Table 4. Overall Dice scores obtained using Approach A3 using various settings
Fig. 2.
figure 2

Dice scores obtained on individual LGG records, the best performance of the three approaches plotted one against another: (a) A2 vs. A1; (b) A3 vs. A1.

The best achieved overall Dice score (ODS) is 82.395%. Most of the evaluated approaches and settings led to ODS values over 80%. The classical A1 approach hardly achieved 81.5%, with its best setting that used the landmark set \(\{p_\mathrm {low}=2\%, 25\%, 50\%, 75\%, p_\mathrm {high}=98\%\}\), where the middle landmark point is virtually optional. A larger number of landmarks, as used for example in [17, 18], in our studies led to ODS around 80.5%, which is well below optimal.

The A2 approach achieved best ODS values around 82%, when using 2 or 3 inner landmarks, \(p_\mathrm {low}\) ranging between 1.5% and 2.5%. The accuracy is finer than in case of approach A1, while the best scenario is quite similar.

The A3 approach has a wide interval of its parameter, where the algorithm scores ODS values above 82%. The best accuracy was achieved at \(q=4.5\), which means that in each data channel of the MRI records, all original intensity values are subject to linear transformation into the target interval [200, 1200] such a way, that the 25-percentile is mapped to 578, the 75-percentile to 822, and the tails of the transformed histogram is cut at 200 and 1200. The normalization of any histograms occurs independently, it does not depend on the histograms of other records or other data channels.

Figure 2 exhibits the comparison of the three approaches, when applied to individual MRI volumes. Each approach is represented with its overall best setting. This figure also shows that A3 and A2 can perform slightly better than A1, but the slight superiority comes in average only, because the segmentation accuracy of individual MRI records can be either better of worse, with virtually same probability. Tests have confirmed the observation of Tustison et al. [19], who remarked that a well designed simple linear transformation performs better than previous algorithms like A1, in such tumor segmentation problems.
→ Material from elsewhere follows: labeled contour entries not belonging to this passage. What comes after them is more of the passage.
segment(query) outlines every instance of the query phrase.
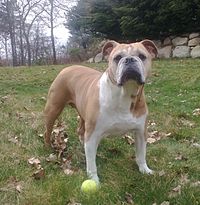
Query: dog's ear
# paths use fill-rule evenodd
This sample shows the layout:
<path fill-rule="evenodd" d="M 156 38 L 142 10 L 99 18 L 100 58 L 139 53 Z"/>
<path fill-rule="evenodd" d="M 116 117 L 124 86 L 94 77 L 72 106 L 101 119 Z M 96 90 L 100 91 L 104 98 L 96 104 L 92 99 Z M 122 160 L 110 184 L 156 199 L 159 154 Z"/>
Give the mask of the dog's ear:
<path fill-rule="evenodd" d="M 116 41 L 107 41 L 102 48 L 103 56 L 109 56 L 113 48 L 115 48 L 117 45 L 118 43 Z"/>
<path fill-rule="evenodd" d="M 150 40 L 143 40 L 141 44 L 147 49 L 147 51 L 151 54 L 153 58 L 157 57 L 158 49 L 153 41 Z"/>

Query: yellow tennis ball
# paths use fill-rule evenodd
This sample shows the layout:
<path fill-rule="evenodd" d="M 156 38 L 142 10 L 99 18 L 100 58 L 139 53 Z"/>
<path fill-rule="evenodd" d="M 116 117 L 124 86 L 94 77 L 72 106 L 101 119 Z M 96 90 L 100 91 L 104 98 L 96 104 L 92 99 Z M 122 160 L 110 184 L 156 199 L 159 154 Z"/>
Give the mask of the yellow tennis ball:
<path fill-rule="evenodd" d="M 81 191 L 86 194 L 92 194 L 97 191 L 97 184 L 94 180 L 88 179 L 85 180 L 81 185 Z"/>

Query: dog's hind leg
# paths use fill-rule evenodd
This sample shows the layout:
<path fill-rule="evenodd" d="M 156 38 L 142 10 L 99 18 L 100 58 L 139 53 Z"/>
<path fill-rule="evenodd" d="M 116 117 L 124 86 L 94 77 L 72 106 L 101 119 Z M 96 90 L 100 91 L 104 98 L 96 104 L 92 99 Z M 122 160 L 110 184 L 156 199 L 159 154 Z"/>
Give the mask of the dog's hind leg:
<path fill-rule="evenodd" d="M 62 97 L 64 98 L 64 97 Z M 44 109 L 45 118 L 45 133 L 44 142 L 45 145 L 51 145 L 51 132 L 53 125 L 57 117 L 60 115 L 65 107 L 65 99 L 61 99 L 55 92 L 49 93 L 47 103 Z"/>

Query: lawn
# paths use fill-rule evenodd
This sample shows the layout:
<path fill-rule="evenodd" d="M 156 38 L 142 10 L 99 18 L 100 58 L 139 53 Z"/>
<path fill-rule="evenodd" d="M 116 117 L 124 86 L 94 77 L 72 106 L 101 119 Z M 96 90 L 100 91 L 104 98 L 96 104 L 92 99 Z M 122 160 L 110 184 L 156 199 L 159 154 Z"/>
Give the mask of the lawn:
<path fill-rule="evenodd" d="M 89 66 L 106 68 L 104 63 Z M 145 93 L 147 162 L 155 174 L 139 173 L 131 133 L 106 138 L 97 155 L 101 187 L 90 196 L 80 190 L 87 176 L 72 108 L 59 120 L 68 137 L 62 157 L 70 162 L 69 172 L 59 158 L 48 160 L 56 153 L 43 143 L 45 98 L 62 68 L 0 68 L 1 205 L 200 204 L 200 59 L 153 62 Z M 39 160 L 35 166 L 32 157 Z M 43 172 L 36 177 L 38 166 Z"/>

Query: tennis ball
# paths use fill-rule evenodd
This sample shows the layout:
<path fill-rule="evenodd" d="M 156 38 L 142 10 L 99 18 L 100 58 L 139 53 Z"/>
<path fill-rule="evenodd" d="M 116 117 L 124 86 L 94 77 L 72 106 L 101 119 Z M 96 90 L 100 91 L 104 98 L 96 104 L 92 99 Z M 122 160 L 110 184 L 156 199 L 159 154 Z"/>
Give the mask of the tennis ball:
<path fill-rule="evenodd" d="M 97 188 L 98 186 L 96 182 L 92 179 L 85 180 L 81 185 L 81 191 L 86 194 L 95 193 L 97 191 Z"/>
Further tests involving more data, more algorithms, and further quality indicators could provide stronger evidence of this superiority. Our results do not mean that A3 leads to better accuracy than the frequently used A1 in all segmentation problems. But when the goal is tumor detection, it is recommendable to apply histogram normalization via approach A3.

5 Conclusions

This study investigated the effect of various histogram normalization methods upon the final accuracy in an MRI data based brain tumor segmentation problem. Two approaches were proposed and compared to the most frequently used and most cited such algorithm. Tests have revealed a slight superiority of both proposed algorithms, compared to the previous one.